日の出も遅くなったいま、5時だというのに、満天星空で、ゆっくり林道登っていきます。
 小一時間で林道も終わって、夏の巻き道。これがアップダウンあって、長い。さらに1時間で、本流の渡渉点。けっこう悪いんですね。くるぶしまで使って、片足は靴の中まで濡れました。真面目にやるなら、ここまでワラジもってきてもいいくらい。帰りに分かりましたが、ここで5月に流された人の遭難碑がありましたね。
 渡渉終わって間もなくで、ウツボキ沢合流の広河原。広々して気分が本当にいいところ。しかも両方の支流上流方面は、源流っぽくなだらかに流れが上がっています。ミニ黒部源流といったところ。知らなかったね、こんなにいいとは。

 本流大石沢出合い。本流は2mの滝で、大きなお釜をもっていました。登山道から。豊富な水量です。

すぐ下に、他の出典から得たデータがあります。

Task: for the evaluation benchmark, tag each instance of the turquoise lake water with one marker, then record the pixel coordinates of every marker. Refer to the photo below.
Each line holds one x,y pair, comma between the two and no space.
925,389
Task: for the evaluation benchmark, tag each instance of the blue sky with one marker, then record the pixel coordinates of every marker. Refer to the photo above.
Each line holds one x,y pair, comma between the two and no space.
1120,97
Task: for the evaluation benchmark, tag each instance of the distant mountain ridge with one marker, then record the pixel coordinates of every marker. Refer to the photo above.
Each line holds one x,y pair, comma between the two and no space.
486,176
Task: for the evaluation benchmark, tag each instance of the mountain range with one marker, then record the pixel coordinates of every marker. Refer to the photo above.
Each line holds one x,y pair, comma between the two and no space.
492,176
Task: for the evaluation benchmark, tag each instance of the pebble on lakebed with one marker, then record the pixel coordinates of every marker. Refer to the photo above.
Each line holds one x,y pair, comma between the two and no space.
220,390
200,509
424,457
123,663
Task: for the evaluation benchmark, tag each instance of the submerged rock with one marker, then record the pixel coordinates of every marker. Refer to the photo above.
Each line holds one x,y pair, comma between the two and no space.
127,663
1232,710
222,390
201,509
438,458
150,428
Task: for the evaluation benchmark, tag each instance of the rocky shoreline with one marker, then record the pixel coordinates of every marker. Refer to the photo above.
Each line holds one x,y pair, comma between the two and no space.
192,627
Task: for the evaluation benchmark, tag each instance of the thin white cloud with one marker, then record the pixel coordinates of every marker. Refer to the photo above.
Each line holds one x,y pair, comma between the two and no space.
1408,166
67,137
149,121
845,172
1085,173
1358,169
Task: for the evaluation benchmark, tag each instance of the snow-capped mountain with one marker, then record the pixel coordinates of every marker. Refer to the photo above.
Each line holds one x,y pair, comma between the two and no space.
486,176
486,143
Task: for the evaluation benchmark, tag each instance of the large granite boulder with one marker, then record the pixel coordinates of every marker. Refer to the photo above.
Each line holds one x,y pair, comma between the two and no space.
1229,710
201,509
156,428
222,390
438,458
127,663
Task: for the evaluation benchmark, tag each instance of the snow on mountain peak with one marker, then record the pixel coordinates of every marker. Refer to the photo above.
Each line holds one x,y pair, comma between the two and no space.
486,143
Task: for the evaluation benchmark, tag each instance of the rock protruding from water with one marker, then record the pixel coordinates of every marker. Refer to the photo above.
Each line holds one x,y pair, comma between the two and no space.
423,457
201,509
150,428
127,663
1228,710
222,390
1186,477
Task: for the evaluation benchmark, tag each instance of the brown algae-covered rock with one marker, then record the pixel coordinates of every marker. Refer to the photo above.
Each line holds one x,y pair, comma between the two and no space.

 しかもここからついに朝日岳本峰が見えてきました。なんと頂上付近が真っ白になっている。昨日の雪だったんでしょうか。そういえば足元にもちらほら雪が。予期していませんでしたが。
さらに夏道は本流に沿って上がっていきます。ナナカマドだけが真っ赤な実をつけています。小一時間で大石沢出合い。ここから尾根に取り付いていきます。その尾根といっても、地図で見るよりもなだらかで、ここから標高差700mを2時間で本当に登れるんでしょうか。最初はぬかるみに、積雪5センチで登りにくい。1時間登ると、大きな立ち木も消えて、ガレのトラバースに入るようですが、そこで積雪10センチ。どうにか赤ペンキが見えるのですが、道を外すと草つきで、ちょっと厄介。しかし積雪に、イタチの足跡がすでに付いています。雪が降っても、動物は元気なもの。
最後の斜面トラバースから風が強くなってくる。稜線はまさに冬山になっているのです。積雪30〜50センチ。稜線にでると、夏は朝日の湿原になっているようで、木道が敷かれているのがかろうじて分かる。そして分岐から左に5分で待望の頂上。ここにきて始めて向こう側の谷川本峰が見えます。正面に耳二つ。眺望はとてもいい。武尊はまだ黒いけど、笠と至仏はけっこう白い。そのまま左に、平ヶ岳、遠くに立派な台形は兎岳の周辺。さらに巻機。それらもかなり雪を被ってきました。もちろん谷川も。上越でも間もなくスキーができるでしょう。

稜線1500m付近からのナナカマドの向こうの朝日岳

それと驚いたことに、この山頂直下の風除けの這い松の下の半雪洞みたいところに、二人の男がいたのです。踏み跡の様子だと、昨日から宿泊していたみたいで、本日も行動する気配がありません。目線は合っていたのに、先方からの合図もなくて、しかも頂上風速15m程度の風強しで、私は寒くってさっさと撤退して話すことしませんでした。あれは何なんでしょう。耐寒訓練だったのでしょうか。目立たないグレーの上下を二人とも着ていましたが。

頂上のエビの尻尾標識の向こうの双耳峰は、谷川だけでした。ここからは正面になりますね。

山頂から清水峠の方向は見えません。稜線分けるジャンクション(分岐)ピークが、本峰よりも20mくらい高くて、それが視界遮っているのです。
下山は自分のトレースを追いかけてどんどん下るだけ。とはいっても、ほんの2時間前のトレースが、陽射しでしっかり溶け出しているのです。10センチの積雪などは、間もなく消えてしまうでしょう。帰りがけに下から見た山は、少し黒くなっていました。

向こうに下っている稜線は、烏帽子、笠、白ヶ門。その向こうに谷川岳。頂上から。

下って広河原で昼食にして、その後渡渉点まで来たときに、朝より2センチくらい増水しているのです。降雪が直射で解けてこの季節に沢の水が増えるというのは、本で読んだことがありますが、まさに実感。この季節におかしな現象です。

トラバース道から見下ろす宝川本流。このほかにも大きな滝がありました。近寄れません。

宝川上流というのは、雪が降るとかなりいいところになると思えます。まず入山にはこの夏のトラバース道が使えなくなるということ。沢沿いゴルジュのために、林道終点から400m登って一旦布引山の稜線に出て、そこから滑り込まないと源流に出られない。前山越えが必要なのです。それがまた魅力的に思える。それに本流はかなりの水量がある。土合方面からでは、裏側になるのですが、知られているとはいっても、こんな源流地域があったとは、頼もしくなった。
さらに移動高の中にいるといっても、稜線の吹きさらしは相当なもので、休んでいる暇はありません。稜線直下で休んだ後に、一気に頂上を往復してさっさと下山するという、だんだん冬山らしい感じに戻ってきましたね。